名前にそう言われたのはあいつが二年の時だからもう半年近く前だ。
最初はガキが年上に憧れる一時の気の迷いとして流していたのに。
あいつは毎日のように国語準備室に通い、俺に勉強を聞いたり、雑談して帰るようになった。


ただ、好きですと時々伝えられるだけで、他には普通の生徒と変わらないことしか言わない。
避けるのも違うと思った。
しかもあいつの笑顔は何故か嫌いになれなかった。


あいつが三年になっても俺の気持ちに変化はなかったのに。




土『・・ん?』



廊下の窓から中庭が見えた。
そこには名前と総司の姿があった。
学生同士、話すこともそりゃあるだろうが。
仲良さそうに話しているのを見て無性に腹が立った。ただ、その時はまだ俺は自分の気持ちに気がつかなかった。

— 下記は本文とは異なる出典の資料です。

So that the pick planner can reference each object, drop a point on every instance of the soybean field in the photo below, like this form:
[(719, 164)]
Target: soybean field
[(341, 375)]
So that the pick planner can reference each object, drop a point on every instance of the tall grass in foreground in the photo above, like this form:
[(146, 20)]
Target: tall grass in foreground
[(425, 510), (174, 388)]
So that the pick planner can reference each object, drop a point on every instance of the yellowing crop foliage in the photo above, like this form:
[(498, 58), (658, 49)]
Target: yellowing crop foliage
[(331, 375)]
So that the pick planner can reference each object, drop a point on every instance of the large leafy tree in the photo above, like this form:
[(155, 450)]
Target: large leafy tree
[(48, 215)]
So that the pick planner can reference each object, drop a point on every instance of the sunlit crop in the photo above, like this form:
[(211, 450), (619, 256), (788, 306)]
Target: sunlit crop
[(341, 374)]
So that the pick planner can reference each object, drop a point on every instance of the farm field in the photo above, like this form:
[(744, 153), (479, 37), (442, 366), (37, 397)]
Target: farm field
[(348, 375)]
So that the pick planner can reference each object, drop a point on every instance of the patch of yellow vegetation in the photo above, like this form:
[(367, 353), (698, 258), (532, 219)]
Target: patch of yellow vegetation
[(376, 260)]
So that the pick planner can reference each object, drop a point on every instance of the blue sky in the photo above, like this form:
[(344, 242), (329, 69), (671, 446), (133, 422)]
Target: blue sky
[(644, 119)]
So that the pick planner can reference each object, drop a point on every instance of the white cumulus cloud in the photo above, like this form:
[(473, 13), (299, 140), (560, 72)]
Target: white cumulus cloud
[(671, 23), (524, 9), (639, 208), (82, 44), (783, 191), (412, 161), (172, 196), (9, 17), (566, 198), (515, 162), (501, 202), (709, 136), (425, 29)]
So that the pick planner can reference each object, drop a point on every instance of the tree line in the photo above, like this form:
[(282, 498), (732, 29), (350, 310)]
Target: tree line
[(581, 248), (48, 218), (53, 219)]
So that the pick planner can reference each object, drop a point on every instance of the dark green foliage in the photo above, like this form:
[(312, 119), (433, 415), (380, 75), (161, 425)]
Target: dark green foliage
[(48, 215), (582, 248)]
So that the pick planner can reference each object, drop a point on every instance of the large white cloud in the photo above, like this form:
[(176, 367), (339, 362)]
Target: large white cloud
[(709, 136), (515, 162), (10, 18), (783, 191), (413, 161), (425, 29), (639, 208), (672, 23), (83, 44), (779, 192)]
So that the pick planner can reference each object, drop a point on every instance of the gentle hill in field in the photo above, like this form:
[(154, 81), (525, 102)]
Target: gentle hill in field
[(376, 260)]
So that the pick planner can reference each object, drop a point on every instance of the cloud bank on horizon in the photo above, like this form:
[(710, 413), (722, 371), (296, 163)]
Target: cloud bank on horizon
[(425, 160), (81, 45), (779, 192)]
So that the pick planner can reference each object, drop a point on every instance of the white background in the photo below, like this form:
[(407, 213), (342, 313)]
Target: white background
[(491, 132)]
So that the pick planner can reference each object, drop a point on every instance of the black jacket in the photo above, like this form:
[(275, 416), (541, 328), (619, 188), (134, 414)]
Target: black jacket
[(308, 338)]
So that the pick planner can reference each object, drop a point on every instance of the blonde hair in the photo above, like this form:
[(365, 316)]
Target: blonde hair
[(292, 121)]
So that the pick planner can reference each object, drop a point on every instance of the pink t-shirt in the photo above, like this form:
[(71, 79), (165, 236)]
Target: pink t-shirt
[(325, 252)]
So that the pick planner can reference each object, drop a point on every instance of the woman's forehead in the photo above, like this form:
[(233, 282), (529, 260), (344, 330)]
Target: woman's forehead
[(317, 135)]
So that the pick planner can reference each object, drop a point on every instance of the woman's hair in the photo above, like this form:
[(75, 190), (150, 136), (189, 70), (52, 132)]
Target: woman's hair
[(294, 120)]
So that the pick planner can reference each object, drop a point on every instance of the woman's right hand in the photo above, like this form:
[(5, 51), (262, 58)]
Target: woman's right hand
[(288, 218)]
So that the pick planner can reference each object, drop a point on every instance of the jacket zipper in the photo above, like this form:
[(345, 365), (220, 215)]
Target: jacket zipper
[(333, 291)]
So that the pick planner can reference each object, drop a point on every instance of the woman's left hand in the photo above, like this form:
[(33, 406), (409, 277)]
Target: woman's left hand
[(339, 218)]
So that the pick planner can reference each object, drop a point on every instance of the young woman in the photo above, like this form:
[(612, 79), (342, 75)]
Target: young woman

別の日に名前と平助が話しているのを見た。平助が顔を赤らめながら一生懸命何か話していて、あいつは笑って聞いていた。
その笑顔にも腹が立った。



そして気付いた。



俺は、あいつのことを・・・。



















 「・・せえ!先生!!!」



土「っ!?」




気が付いたら目の前に名前がいた。
どうやら何度も呼んでくれていたらしい。




 「私そろそろ帰りますけど・・大丈夫?」



土「あ・・あぁ。気をつけて帰れよ。」




 「はい。模試終わったらちゃんとデートしてくださいね。」



そう言って笑うと名前は部屋を出て行った。

あの笑顔を独占したい。




土「・・・ガキは俺だな・・。情けねぇ。」




気がついちまったら最後。


他の男と話しているだけでイライラするし、教師という立場にいなきゃいけない自分が歯がゆかった。

早く卒業の日がきてほしいのは。



土「多分、あいつより俺だな。」



すっかり冷めきったコーヒーを一気に飲み干した。